Competing with the Big Boys

Small, locally owned businesses in downtown Meridian don't always have the advantage in location or advertising dollars as some larger stores, but they can offer merchandise not found in those stores and for a lower price.

Sam Dabit, owner of Sam's Fashions, says, "We carry a lot of designer shoes. Really, where you could find it $200, $300, $400 dollars a piece, we've got it really cheap. It's about a $100, $150. We've got some jackets, blazers, leather jackets; we have everything really, and it's a lot cheaper than anywhere else."

Small businesses are in stiff competition with larger stores, and they try to win over customers with loyalty programs and great service.

Robert Loeb, owner of Loeb's, tells us, "We do try to compete with incentives.
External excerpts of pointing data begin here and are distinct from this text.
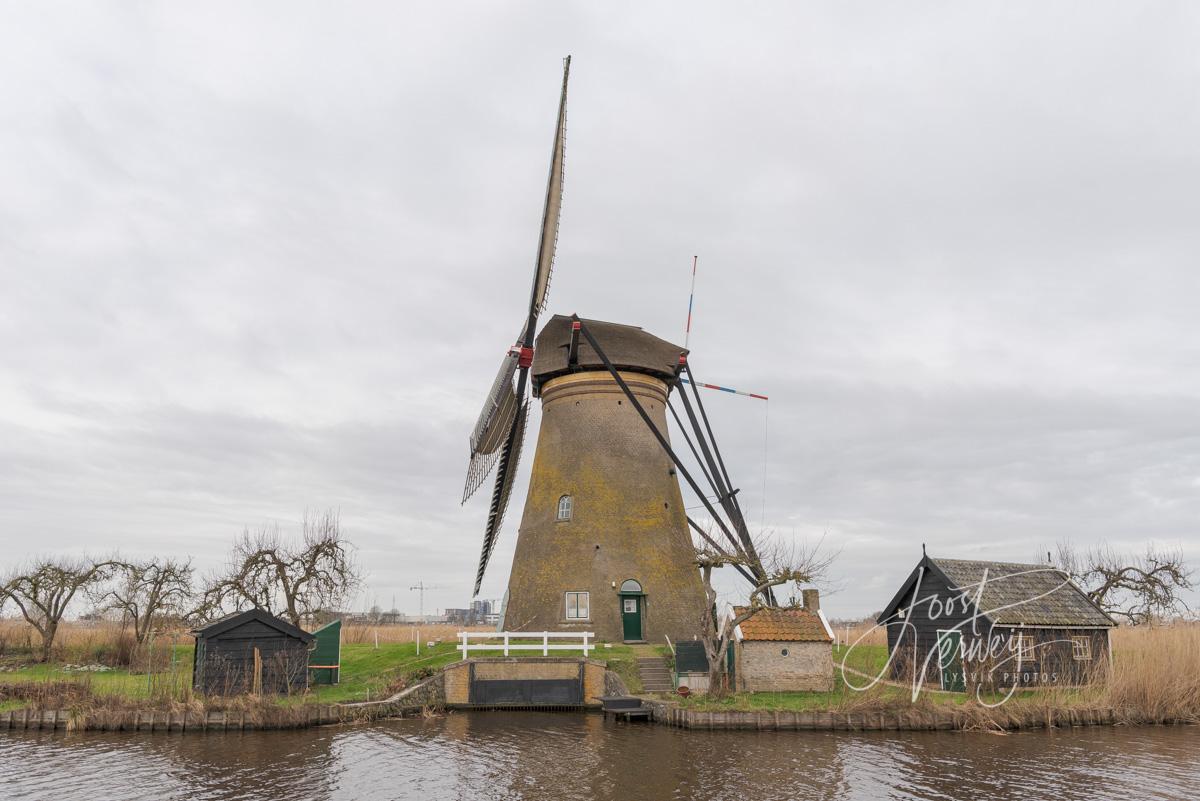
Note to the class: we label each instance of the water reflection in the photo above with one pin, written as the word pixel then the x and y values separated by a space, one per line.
pixel 533 756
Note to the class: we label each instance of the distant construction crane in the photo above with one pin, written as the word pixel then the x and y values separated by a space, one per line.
pixel 423 586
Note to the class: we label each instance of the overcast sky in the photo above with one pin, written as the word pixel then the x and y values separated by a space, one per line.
pixel 265 257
We have a gift card that we send out in December. We have promotions and sales on certain weekends, and then we hope with service that we have a lot of people here working that are knowledgeable about the merchandise in the store and the gift items that they can help a customer decide what they want to give as a gift."

Shop owners that we spoke with tell us whether it's a privately owned business or a large retailer, they all work for one common purpose, and that is to fulfill the needs of the customers.

"It takes all of us," says Robbie Hales, co-owner of The Liberty Shop. "They have their niche; we have ours, so we can all work together and are all out for the same common good. It's to provide a service for the people of this community and those that are around us."

Every shop owner we spoke with said their keys to success were longevity, value, and service.